Fighter Plane Crashes At Air Force Ceremonies
Oct. 08, 1989
NEW DELHI, India (AP) _ A fighter jet crashed and exploded in a giant fireball at ceremonies honoring the Indian air force Sunday after the pilot apparently misjudged the plane's altitude and tried an extra acrobatic maneuver, officials said.
About 2,000 military and civilian dignitaries, journalists and other guests watched in horror as the French-designed Mirage 2000 plunged to earth about 300 yards from a reviewing stand, killing the pilot.
No one on the ground was killed. Some spectators suffered sprained ankles or bruises while running either toward or away from the burning wreckage.

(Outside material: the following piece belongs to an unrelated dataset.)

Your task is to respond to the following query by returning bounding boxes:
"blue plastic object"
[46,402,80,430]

The silver delta-winged aircraft was completing a maneuver known as a ''vertical Charlie,'' the finale of a 20-minute aerial display of 22 of the air force's supersonic fighters, transport and training aircraft.
An inquiry was ordered to determine what caused the crash, the first major accident at an Indian military airshow.
The pilot was identified as Ramesh Bakshi, the 39-year-old commander of the Mirage squadron.
Air Force Chief Marshal S.K. Mehra told reporters the accident apparently was due to ''an error in judgment.'' Mehra said the sky was very hazy and Bakshi may have miscalculated the jet's altitude.
When the pilot started to pull up, Mehra said, the plane was about 18 feet from the ground. If the jet had been 12 feet higher, Bakshi probably could have made it, he said.
''He was one of our most experienced pilots,'' Mehra said.
The Mirage was completing the final flyby of Indian Air Force Day, marking the 57th anniversary of the Indian air force and honoring its 115,000 enlisted men. The ceremony was held at the military section of Palam Airport in west New Delhi, and all civilian flights were halted during the show.
The aircraft slammed into the ground, exploded and bounced three times through fuel tanks on the ground, igniting a giant fireball. Two buses caught fire and several trucks and other vehicles in the area were badly damaged by burning chunks of debris.
The Mirage is capable of flying up to 1,460 mph at an altitude of 65,600 feet. The first Mirages came off the assembly line in 1966.
The Indian air force acquired 49 Mirage 2000 fighters between 1982 and 1986. The jets are considered an essential part of India's fleet, which includes other French-designed aircraft and some of the Soviet Union's most sophisticated planes, helicopters and fighters.
Military experts from NATO and Warsaw Pact countries have rated the skills of Indian air force pilots among the world's best. But they gave them low marks for aircraft maintenance.
At least 30 accidents, most involving the Soviet-made MiG-27 fighters, have occurred in the past four years.